The following tutorials explain how to perform other common tasks in Google Sheets:

## 3 Replies to “Google Sheets: How to Use an IF Function with Dates”

1. Kris Dimalanta says:

Hi! I have several dates used for column a then I copy and paste the same formula but it retains the date on column a. I want to know how do I copy and paste formula that varies.

Hi. Thanks for helping. But i still have some problem that i still cannot find the formula.
example:-
i got [start date] AND [due date]
1) let’s say if today month is MARCH and the item start date is MAY and the due date is JULY = will be “PENDING” because the item was not started yet based on MONTH.
2) If today month is MARCH and the item start date is FEB and the due date is APRIL = will be “ONGOING” because the start and due dates are in the current month
3)And if today month is MARCH and the item start date is JAN and the due date is FEB = will be “DONE” because the date already past.

How can i find the formula ? Please reach me and help me during this.

1. James Carmichael says:

Hi Fadzen…You can achieve this by using the `IF` function in Google Sheets to compare the start and due dates with the current date. Here’s a formula that should work for your described conditions:

1. “PENDING” if the start date is after today.
2. “ONGOING” if today’s date is between the start and due dates.
3. “DONE” if the due date is before today.

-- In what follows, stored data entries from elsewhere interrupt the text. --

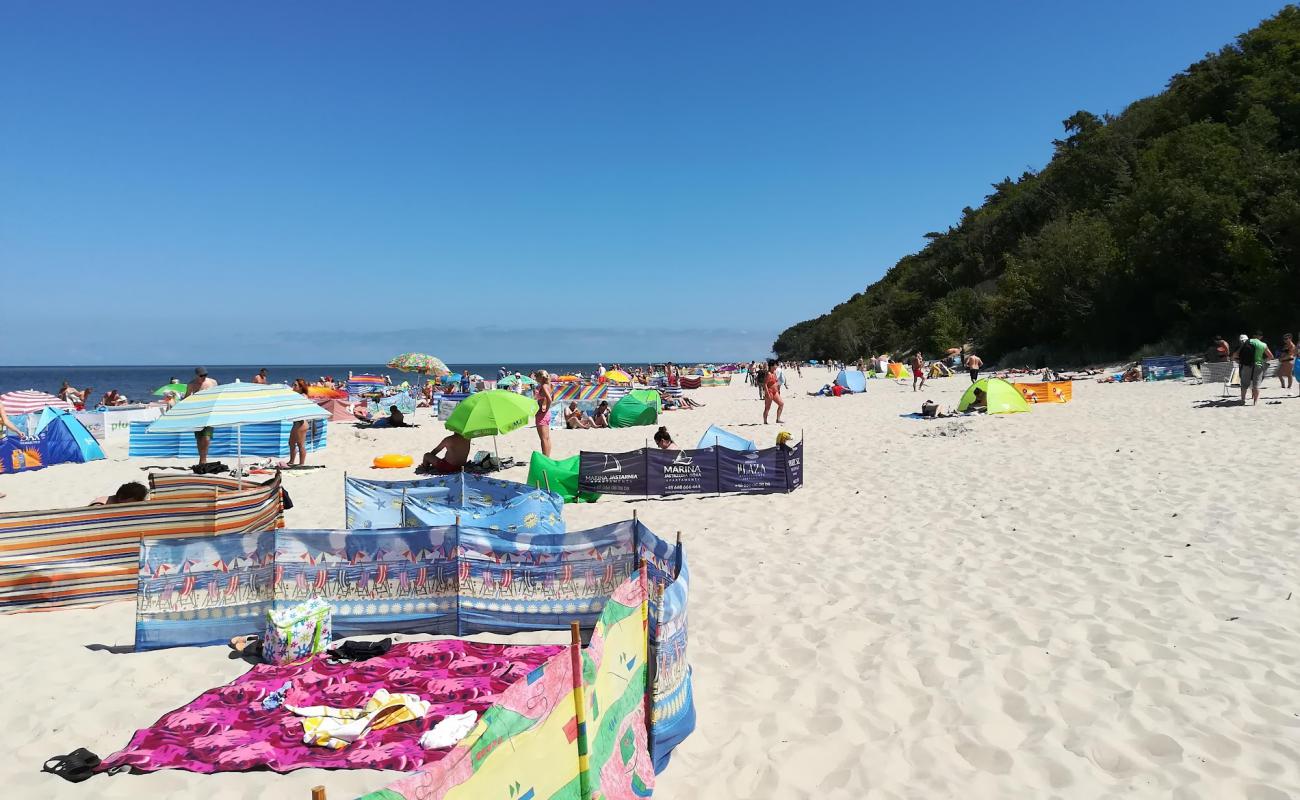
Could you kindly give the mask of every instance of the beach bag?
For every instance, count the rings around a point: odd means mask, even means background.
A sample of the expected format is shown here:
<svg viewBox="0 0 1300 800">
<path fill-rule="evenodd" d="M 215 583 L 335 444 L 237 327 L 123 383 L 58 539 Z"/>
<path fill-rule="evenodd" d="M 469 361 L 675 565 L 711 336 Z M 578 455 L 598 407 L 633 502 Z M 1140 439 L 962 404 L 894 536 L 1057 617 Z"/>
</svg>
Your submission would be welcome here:
<svg viewBox="0 0 1300 800">
<path fill-rule="evenodd" d="M 926 400 L 921 404 L 921 416 L 931 419 L 939 416 L 939 404 L 933 400 Z"/>
<path fill-rule="evenodd" d="M 289 664 L 321 652 L 330 643 L 331 622 L 330 604 L 319 597 L 267 611 L 262 657 L 272 664 Z"/>
</svg>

Here’s how you can write the formula:

“`excel
=IF(MONTH(TODAY()) < MONTH(A2), "PENDING", IF(AND(MONTH(TODAY()) >= MONTH(A2), MONTH(TODAY()) <= MONTH(B2)), "ONGOING", IF(MONTH(TODAY()) > MONTH(B2), “DONE”, “”)))
“`

Assuming:
– `A2` is the cell with the start date.
– `B2` is the cell with the due date.

Here’s a detailed explanation:
– `MONTH(TODAY())`: Gets the current month number.
– `MONTH(A2)`: Gets the month number of the start date.
– `MONTH(B2)`: Gets the month number of the due date.

The formula checks:
– If the current month is less than the start month, it returns “PENDING”.
– If the current month is between the start and due months (inclusive), it returns “ONGOING”.
– If the current month is greater than the due month, it returns “DONE”.

### Example
For better clarity, let’s assume the following dates:
– **Today’s date**: March 15, 2024
– **Start date (A2)**: May 1, 2024
– **Due date (B2)**: July 31, 2024

The formula would return “PENDING” because the start date is after the current month.

If you want to use exact dates rather than just the month, you would need a more detailed formula. Here’s a modified version to consider the exact dates:

“`excel
=IF(A2 > TODAY(), “PENDING”,
IF(AND(TODAY() >= A2, TODAY() <= B2), "ONGOING", IF(TODAY() > B2, “DONE”, “”)))
“`

This version uses exact date comparisons rather than just the month.